Rhodes’ ex-wife, Tasha Adams, described him as a paranoid man who was good at manipulating people. She shared images of "escape tunnels" and other protections he’d built in their backyard “in case the feds ever came” to his door.

Whipped into a frenzy by the Black Lives Matter protests and the Covid pandemic, Rhodes and his cohorts had fallen fully behind President Donald Trump by the 2020 election. Rhodes became a key part of the election denial movement, telling The Independent that his movement would be “nullifying and resisting” any laws signed by the incoming president Joe Biden, whom he viewed as “illegitimate.”

While Adams is keen to separate himself from his father (he now uses his mother’s last name) he nonetheless credits Rhodes for turning him into the person he is today. Seeing the shambles of his father’s life, and how he ran the Oath Keepers militia, was the spark that first led him away from Trumpism and the anti-government movement.

“I saw that the inner circle of Oath Keepers were bullshit, and that expanded into realising that the militia movement was bullshit, to realising that the entire Republican Party was bullshit,” he said.

“I came to the conclusion that the entire conservative ideological structure in this country is predisposed to putting people like Stewart Rhodes and Donald Trump in positions of power.”

Winning his election won’t be an easy task. Adams is running to represent the Montana state house in an area known for its association with the very life he left behind. The northwest of the state has a long history of incubating right-wing militias and anti-government sentiment, and Trump won the district with 74 per cent of the vote in 2020.

Those associations, Adams says, are exactly why the area has been all but abandoned by national Democrats, who assume they have no chance of victory.

“It’s just a sea of Republican primaries, or more often Republican incumbents running completely unopposed,” he said, “That’s demoralising and depressing, and it kind of shows like an entire swathe of the country that’s been pretty much abandoned and no longer even contested at all.”

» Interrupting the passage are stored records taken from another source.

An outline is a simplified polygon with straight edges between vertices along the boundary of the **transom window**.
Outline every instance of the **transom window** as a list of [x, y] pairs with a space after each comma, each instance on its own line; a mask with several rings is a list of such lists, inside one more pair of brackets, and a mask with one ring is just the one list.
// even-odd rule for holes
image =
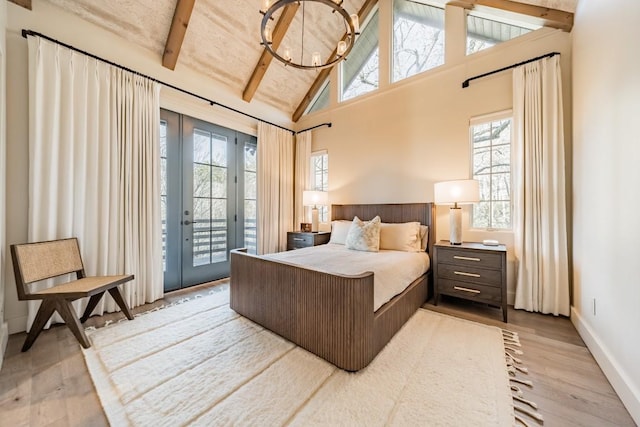
[[472, 177], [480, 182], [473, 228], [511, 228], [511, 123], [507, 114], [472, 120]]
[[378, 89], [379, 73], [378, 11], [376, 11], [342, 61], [342, 101]]
[[393, 81], [444, 64], [444, 9], [393, 2]]
[[311, 107], [309, 107], [309, 110], [307, 110], [306, 114], [311, 114], [314, 111], [320, 111], [329, 105], [329, 82], [329, 79], [324, 82], [322, 89], [320, 89], [318, 96], [313, 100], [313, 103], [311, 104]]
[[538, 28], [541, 27], [524, 23], [507, 23], [469, 13], [467, 15], [467, 55], [515, 39]]

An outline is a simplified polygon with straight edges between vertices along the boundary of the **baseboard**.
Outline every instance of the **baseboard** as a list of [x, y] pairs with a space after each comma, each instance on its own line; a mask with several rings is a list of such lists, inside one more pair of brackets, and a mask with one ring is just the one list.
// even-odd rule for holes
[[9, 323], [9, 333], [18, 334], [20, 332], [26, 332], [27, 330], [27, 316], [14, 317], [13, 319], [7, 319]]
[[0, 325], [0, 370], [2, 370], [4, 353], [7, 351], [7, 342], [9, 342], [9, 325], [7, 322], [3, 322]]
[[640, 391], [637, 385], [631, 382], [629, 375], [625, 373], [609, 349], [600, 341], [593, 329], [574, 307], [571, 307], [571, 323], [587, 344], [589, 351], [600, 365], [600, 369], [631, 414], [631, 418], [640, 425]]

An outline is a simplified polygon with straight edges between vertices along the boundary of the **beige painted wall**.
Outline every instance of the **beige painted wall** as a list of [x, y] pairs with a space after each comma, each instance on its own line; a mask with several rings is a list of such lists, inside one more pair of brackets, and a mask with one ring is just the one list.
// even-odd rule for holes
[[578, 4], [573, 30], [571, 315], [638, 424], [639, 22], [636, 0], [580, 0]]
[[[456, 16], [455, 11], [448, 11], [447, 16], [451, 15]], [[464, 14], [457, 16], [463, 28]], [[463, 38], [458, 40], [464, 43]], [[356, 100], [339, 104], [333, 99], [330, 108], [303, 117], [296, 128], [332, 123], [331, 128], [313, 132], [313, 149], [329, 152], [331, 202], [433, 201], [435, 182], [470, 176], [469, 119], [511, 109], [513, 103], [511, 72], [474, 81], [466, 89], [461, 88], [461, 83], [469, 77], [553, 51], [562, 54], [566, 157], [570, 159], [570, 49], [569, 34], [541, 29], [470, 57], [453, 56], [450, 60], [448, 56], [447, 64], [439, 69], [396, 84], [381, 82], [378, 91]], [[384, 56], [381, 53], [381, 68], [389, 66], [382, 59]], [[336, 72], [331, 79], [335, 88]], [[464, 240], [497, 239], [507, 245], [508, 296], [513, 303], [513, 233], [470, 230], [469, 208], [465, 207], [463, 212]], [[439, 207], [437, 217], [437, 237], [448, 239], [448, 208]]]
[[[288, 115], [257, 101], [250, 104], [242, 101], [240, 94], [230, 93], [206, 76], [196, 74], [180, 64], [173, 72], [163, 68], [159, 54], [138, 48], [126, 40], [93, 24], [85, 22], [75, 15], [51, 5], [43, 0], [33, 1], [33, 10], [29, 11], [13, 3], [2, 1], [7, 8], [7, 213], [6, 245], [2, 253], [12, 243], [27, 241], [28, 214], [28, 61], [27, 41], [22, 37], [22, 29], [30, 29], [64, 41], [80, 49], [131, 69], [145, 73], [169, 84], [184, 88], [240, 111], [261, 117], [265, 120], [291, 128]], [[2, 31], [4, 35], [5, 32]], [[254, 134], [255, 120], [220, 107], [210, 107], [207, 103], [180, 94], [171, 89], [162, 89], [161, 105], [164, 108], [188, 114], [212, 123]], [[4, 176], [4, 174], [3, 174]], [[1, 218], [0, 218], [1, 219]], [[5, 221], [2, 221], [3, 224]], [[26, 303], [17, 299], [13, 270], [0, 272], [5, 284], [4, 319], [8, 321], [9, 332], [24, 331], [26, 327]], [[1, 285], [0, 285], [1, 286]], [[2, 301], [0, 299], [0, 301]], [[1, 317], [0, 317], [1, 318]]]

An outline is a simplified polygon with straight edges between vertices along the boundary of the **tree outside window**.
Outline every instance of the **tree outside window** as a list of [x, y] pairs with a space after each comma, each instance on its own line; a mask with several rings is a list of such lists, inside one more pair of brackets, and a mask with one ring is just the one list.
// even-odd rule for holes
[[471, 126], [473, 179], [480, 182], [472, 227], [511, 228], [511, 118]]

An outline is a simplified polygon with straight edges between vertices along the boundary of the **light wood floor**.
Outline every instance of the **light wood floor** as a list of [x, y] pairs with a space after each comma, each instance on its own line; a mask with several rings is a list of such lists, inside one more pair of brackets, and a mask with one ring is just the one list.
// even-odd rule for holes
[[[224, 283], [174, 292], [134, 312]], [[437, 307], [430, 303], [424, 307], [518, 332], [524, 351], [521, 358], [529, 368], [528, 379], [534, 382], [525, 397], [539, 405], [545, 426], [635, 426], [568, 319], [510, 308], [509, 324], [505, 325], [499, 310], [461, 300], [443, 299]], [[86, 325], [102, 326], [121, 317], [93, 317]], [[80, 345], [69, 329], [52, 327], [38, 337], [31, 350], [21, 353], [24, 338], [25, 334], [9, 337], [0, 371], [0, 426], [108, 425]]]

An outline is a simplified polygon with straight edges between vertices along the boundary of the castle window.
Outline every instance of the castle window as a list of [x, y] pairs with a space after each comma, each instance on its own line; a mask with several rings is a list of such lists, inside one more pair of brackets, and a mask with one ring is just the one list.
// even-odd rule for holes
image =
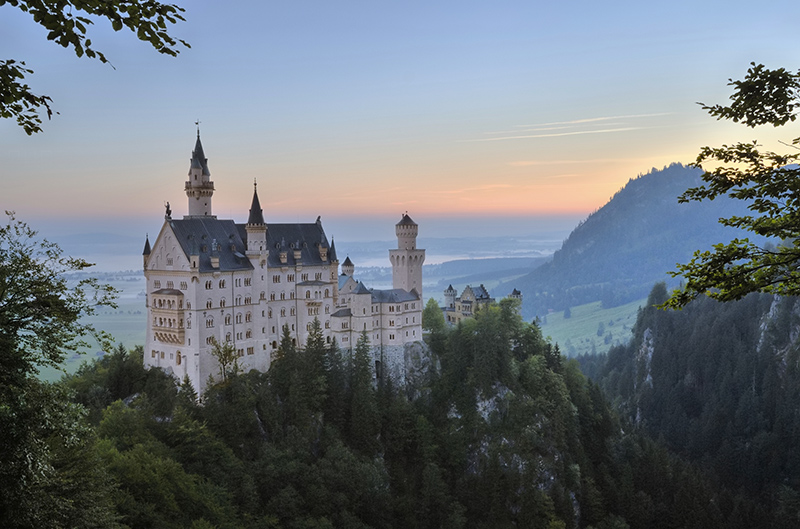
[[267, 299], [267, 295], [264, 292], [262, 292], [261, 296], [259, 296], [258, 299]]
[[153, 281], [153, 288], [155, 288], [156, 290], [158, 290], [159, 288], [161, 288], [161, 281], [159, 281], [158, 279], [156, 279], [155, 281]]
[[269, 300], [270, 301], [275, 301], [275, 292], [270, 292], [269, 293]]
[[326, 328], [326, 329], [330, 329], [330, 328], [331, 328], [331, 322], [329, 322], [329, 321], [326, 321], [326, 322], [325, 322], [325, 328]]
[[325, 341], [326, 341], [327, 343], [331, 343], [331, 337], [330, 337], [330, 336], [326, 336], [326, 337], [325, 337]]
[[272, 340], [272, 348], [273, 349], [277, 349], [278, 348], [278, 342], [276, 342], [275, 340]]
[[281, 299], [286, 299], [286, 292], [281, 292]]
[[250, 286], [250, 282], [251, 282], [251, 281], [252, 281], [252, 279], [251, 279], [251, 278], [249, 278], [249, 277], [245, 277], [245, 278], [244, 278], [244, 286], [246, 286], [246, 287], [249, 287], [249, 286]]
[[308, 274], [301, 274], [300, 279], [302, 279], [303, 281], [308, 281]]
[[289, 299], [294, 299], [294, 290], [289, 292]]
[[231, 333], [225, 334], [225, 341], [226, 342], [230, 342], [231, 341]]
[[209, 336], [208, 338], [206, 338], [206, 345], [214, 345], [214, 337], [213, 336]]
[[150, 358], [155, 358], [155, 357], [156, 357], [156, 350], [155, 350], [155, 349], [153, 349], [153, 350], [150, 352]]
[[272, 276], [272, 282], [273, 283], [280, 283], [281, 282], [281, 276]]
[[178, 353], [178, 355], [175, 357], [175, 363], [177, 365], [181, 365], [181, 353]]
[[306, 299], [311, 299], [311, 291], [306, 290]]
[[161, 359], [164, 359], [164, 351], [161, 351]]
[[314, 279], [320, 281], [322, 279], [322, 272], [317, 272], [316, 274], [314, 274]]
[[406, 303], [406, 304], [405, 304], [405, 306], [404, 306], [403, 308], [404, 308], [405, 310], [408, 310], [408, 303]]
[[[271, 317], [272, 317], [272, 309], [269, 309], [269, 310], [267, 311], [267, 314], [269, 315], [268, 317], [269, 317], [269, 318], [271, 318]], [[261, 311], [261, 315], [262, 315], [262, 316], [264, 315], [264, 311]]]
[[246, 296], [246, 297], [244, 298], [244, 304], [245, 304], [245, 305], [250, 305], [250, 304], [252, 304], [252, 303], [253, 303], [253, 298], [251, 298], [250, 296]]
[[286, 316], [286, 309], [281, 309], [281, 317], [283, 318], [285, 316]]
[[342, 329], [347, 329], [348, 327], [349, 327], [349, 325], [347, 324], [347, 322], [343, 321], [342, 322]]
[[389, 305], [389, 312], [394, 312], [394, 305]]
[[416, 309], [416, 308], [417, 308], [417, 304], [416, 304], [416, 303], [412, 303], [412, 304], [411, 304], [411, 308], [412, 308], [412, 309]]
[[186, 308], [187, 308], [188, 310], [192, 310], [192, 302], [191, 302], [191, 301], [187, 301], [187, 302], [186, 302]]
[[230, 324], [231, 324], [231, 315], [230, 314], [226, 314], [225, 315], [225, 325], [230, 325]]
[[246, 322], [251, 322], [251, 321], [253, 321], [253, 315], [252, 315], [252, 314], [250, 314], [250, 313], [248, 312], [248, 313], [247, 313], [247, 314], [245, 314], [245, 316], [244, 316], [244, 321], [246, 321]]
[[294, 316], [294, 315], [295, 315], [295, 311], [294, 311], [294, 307], [292, 307], [292, 308], [289, 309], [289, 316]]
[[331, 295], [331, 291], [329, 289], [325, 289], [325, 297], [328, 298]]
[[237, 277], [237, 278], [236, 278], [236, 281], [234, 281], [234, 284], [235, 284], [237, 287], [240, 287], [240, 286], [242, 286], [242, 280], [241, 280], [241, 278], [238, 278], [238, 277]]
[[175, 288], [175, 283], [172, 281], [167, 281], [167, 288]]
[[225, 280], [224, 279], [220, 279], [219, 280], [219, 288], [225, 288]]
[[330, 314], [331, 308], [328, 305], [325, 305], [325, 314]]
[[211, 290], [211, 281], [206, 281], [206, 290]]
[[211, 328], [214, 326], [214, 318], [206, 318], [206, 328]]
[[247, 354], [251, 355], [251, 354], [253, 354], [253, 353], [255, 353], [255, 351], [253, 350], [253, 348], [252, 348], [252, 347], [248, 347], [248, 348], [247, 348]]
[[242, 323], [242, 313], [236, 315], [236, 323]]
[[241, 340], [241, 339], [242, 339], [242, 333], [240, 333], [240, 332], [237, 332], [237, 333], [236, 333], [236, 339], [237, 339], [237, 340]]
[[275, 326], [272, 326], [272, 334], [275, 334]]
[[207, 309], [211, 308], [211, 300], [210, 299], [208, 301], [206, 301], [206, 308]]
[[219, 300], [219, 306], [220, 307], [225, 307], [225, 298], [222, 298], [221, 300]]
[[236, 304], [237, 305], [241, 305], [242, 304], [242, 296], [236, 296]]
[[390, 334], [390, 335], [389, 335], [389, 339], [390, 339], [390, 340], [394, 340], [394, 334]]
[[389, 327], [394, 327], [394, 320], [389, 320]]
[[293, 283], [294, 282], [294, 274], [287, 275], [286, 276], [286, 281], [288, 281], [289, 283]]

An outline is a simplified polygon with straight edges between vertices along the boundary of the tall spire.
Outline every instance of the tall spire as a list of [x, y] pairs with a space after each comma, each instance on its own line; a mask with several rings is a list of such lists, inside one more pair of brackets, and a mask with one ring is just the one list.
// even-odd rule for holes
[[197, 141], [189, 163], [189, 180], [186, 181], [186, 196], [189, 198], [190, 217], [211, 216], [211, 196], [214, 194], [214, 182], [208, 170], [208, 159], [200, 142], [200, 121], [196, 121]]
[[253, 203], [250, 204], [250, 216], [247, 218], [248, 224], [264, 224], [264, 210], [258, 201], [258, 183], [253, 179]]

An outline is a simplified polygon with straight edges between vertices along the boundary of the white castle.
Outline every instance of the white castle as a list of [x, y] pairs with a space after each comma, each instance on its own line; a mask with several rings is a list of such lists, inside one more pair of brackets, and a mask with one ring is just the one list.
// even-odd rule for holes
[[253, 190], [246, 224], [212, 214], [214, 183], [200, 132], [185, 184], [189, 214], [173, 219], [167, 203], [155, 242], [145, 241], [146, 367], [160, 367], [203, 390], [219, 364], [213, 343], [230, 343], [244, 371], [266, 371], [287, 327], [303, 347], [314, 319], [325, 340], [355, 347], [370, 339], [376, 372], [382, 365], [402, 379], [404, 355], [422, 340], [422, 264], [417, 224], [407, 214], [395, 226], [397, 249], [390, 290], [367, 288], [339, 261], [322, 222], [266, 223]]

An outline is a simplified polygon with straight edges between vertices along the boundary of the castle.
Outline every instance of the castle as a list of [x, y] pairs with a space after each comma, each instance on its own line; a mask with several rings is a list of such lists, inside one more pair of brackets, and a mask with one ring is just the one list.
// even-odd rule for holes
[[[518, 299], [522, 303], [522, 293], [516, 288], [509, 294], [510, 298]], [[464, 291], [458, 296], [458, 291], [449, 285], [444, 291], [444, 313], [445, 321], [450, 325], [457, 325], [467, 318], [471, 318], [482, 307], [494, 303], [494, 298], [489, 295], [489, 291], [483, 285], [473, 287], [467, 285]]]
[[[393, 287], [367, 288], [354, 276], [349, 257], [339, 275], [336, 248], [316, 222], [264, 221], [254, 184], [246, 224], [212, 213], [208, 160], [200, 132], [185, 182], [188, 215], [173, 219], [169, 203], [152, 247], [145, 240], [147, 335], [144, 363], [202, 391], [219, 364], [216, 342], [230, 343], [244, 371], [266, 371], [289, 330], [303, 347], [314, 319], [327, 343], [355, 347], [366, 331], [376, 372], [382, 366], [402, 378], [404, 355], [422, 340], [422, 264], [418, 226], [405, 214], [389, 250]], [[402, 382], [402, 381], [401, 381]]]

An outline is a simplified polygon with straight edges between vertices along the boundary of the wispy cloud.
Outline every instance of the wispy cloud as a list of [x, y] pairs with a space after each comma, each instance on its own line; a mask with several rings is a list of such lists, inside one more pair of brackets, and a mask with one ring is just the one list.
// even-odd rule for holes
[[[573, 119], [571, 121], [553, 121], [550, 123], [518, 125], [511, 130], [484, 133], [486, 136], [495, 136], [493, 138], [478, 138], [465, 141], [505, 141], [531, 138], [557, 138], [561, 136], [578, 136], [583, 134], [626, 132], [645, 128], [641, 126], [630, 125], [630, 120], [667, 116], [670, 114], [671, 112], [658, 112], [653, 114], [626, 114], [622, 116], [602, 116], [597, 118]], [[597, 126], [600, 124], [603, 125], [603, 128], [601, 129], [590, 128], [591, 126]]]
[[519, 160], [508, 162], [506, 165], [511, 167], [528, 167], [531, 165], [565, 165], [565, 164], [599, 164], [599, 163], [620, 163], [636, 160], [649, 160], [649, 158], [593, 158], [590, 160]]
[[519, 136], [501, 136], [499, 138], [480, 138], [477, 140], [464, 140], [464, 141], [484, 142], [484, 141], [525, 140], [530, 138], [559, 138], [562, 136], [582, 136], [585, 134], [608, 134], [610, 132], [627, 132], [631, 130], [641, 130], [643, 128], [644, 127], [620, 127], [616, 129], [573, 130], [570, 132], [554, 132], [549, 134], [522, 134]]

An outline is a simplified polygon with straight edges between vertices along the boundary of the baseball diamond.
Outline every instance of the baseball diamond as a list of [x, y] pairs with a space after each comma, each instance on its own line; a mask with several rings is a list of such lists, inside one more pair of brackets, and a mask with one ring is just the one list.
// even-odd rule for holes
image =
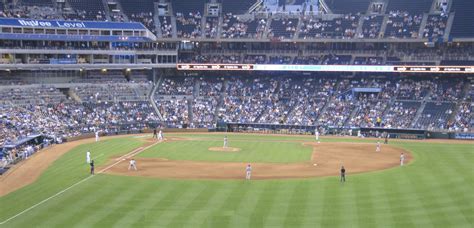
[[[311, 136], [230, 134], [229, 142], [241, 150], [226, 153], [208, 150], [221, 144], [220, 134], [168, 135], [171, 140], [158, 143], [151, 135], [106, 137], [99, 143], [83, 139], [34, 154], [0, 179], [0, 205], [10, 205], [0, 212], [2, 225], [472, 223], [472, 194], [463, 192], [472, 187], [474, 156], [473, 145], [465, 141], [393, 140], [379, 153], [374, 150], [375, 139], [321, 137], [317, 144]], [[98, 174], [91, 179], [81, 159], [86, 148], [104, 154], [96, 159]], [[409, 155], [403, 167], [398, 165], [400, 151]], [[59, 155], [46, 157], [53, 153]], [[137, 171], [127, 169], [131, 156]], [[43, 159], [48, 159], [46, 164]], [[311, 165], [315, 162], [318, 166]], [[243, 181], [247, 163], [253, 166], [250, 182]], [[335, 170], [320, 173], [332, 164]], [[338, 181], [340, 164], [347, 170], [343, 184]], [[365, 165], [373, 168], [358, 170]], [[14, 182], [26, 186], [11, 185]], [[24, 210], [28, 211], [8, 220]], [[433, 216], [440, 210], [444, 216]]]

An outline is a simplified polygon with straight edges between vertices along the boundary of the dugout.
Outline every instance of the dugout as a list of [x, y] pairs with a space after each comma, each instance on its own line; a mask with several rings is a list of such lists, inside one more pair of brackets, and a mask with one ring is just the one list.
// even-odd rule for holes
[[427, 131], [420, 129], [396, 129], [396, 128], [381, 128], [381, 127], [361, 127], [360, 131], [364, 136], [376, 137], [378, 134], [387, 133], [389, 138], [396, 139], [426, 139]]

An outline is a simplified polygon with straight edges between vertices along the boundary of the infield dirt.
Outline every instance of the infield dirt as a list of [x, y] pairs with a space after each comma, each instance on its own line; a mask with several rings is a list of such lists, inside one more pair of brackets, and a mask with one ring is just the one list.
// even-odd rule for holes
[[[313, 147], [312, 157], [301, 163], [251, 163], [252, 179], [309, 178], [339, 175], [341, 165], [347, 175], [383, 170], [400, 165], [400, 153], [405, 164], [412, 156], [405, 150], [383, 145], [375, 152], [373, 143], [304, 143]], [[238, 152], [236, 152], [238, 153]], [[291, 153], [291, 151], [288, 151]], [[162, 158], [135, 158], [138, 171], [129, 171], [128, 163], [120, 163], [106, 173], [170, 179], [243, 179], [243, 162], [174, 161]], [[315, 165], [316, 164], [316, 165]]]

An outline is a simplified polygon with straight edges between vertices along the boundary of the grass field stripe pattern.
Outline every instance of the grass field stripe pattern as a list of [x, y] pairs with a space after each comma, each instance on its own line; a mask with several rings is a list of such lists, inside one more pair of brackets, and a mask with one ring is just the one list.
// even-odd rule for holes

Adams has held a few events and town halls to test the waters in his corner of Montana, and has already received pushback from some unlikely areas.

“I’m being accused of being a secret double agent MAGA Republican by Twitter liberals nonstop today, which is something that really surprised me,” he said. The local Democrats he has met have been supportive, he added.

Adams wants to focus on local issues in the November election, and not be dragged into debates about President Biden, the 2020 election, and the plethora of other national issues that animate the Right today.

“I am focusing as hard as I can on just talking about things that I can change in the State House,” he said.

“If somebody has a problem with Biden, then it’s a good thing I’m not out here campaigning for Joe Biden or asking for their vote for Joe Biden — I’m talking about what I can do for them.”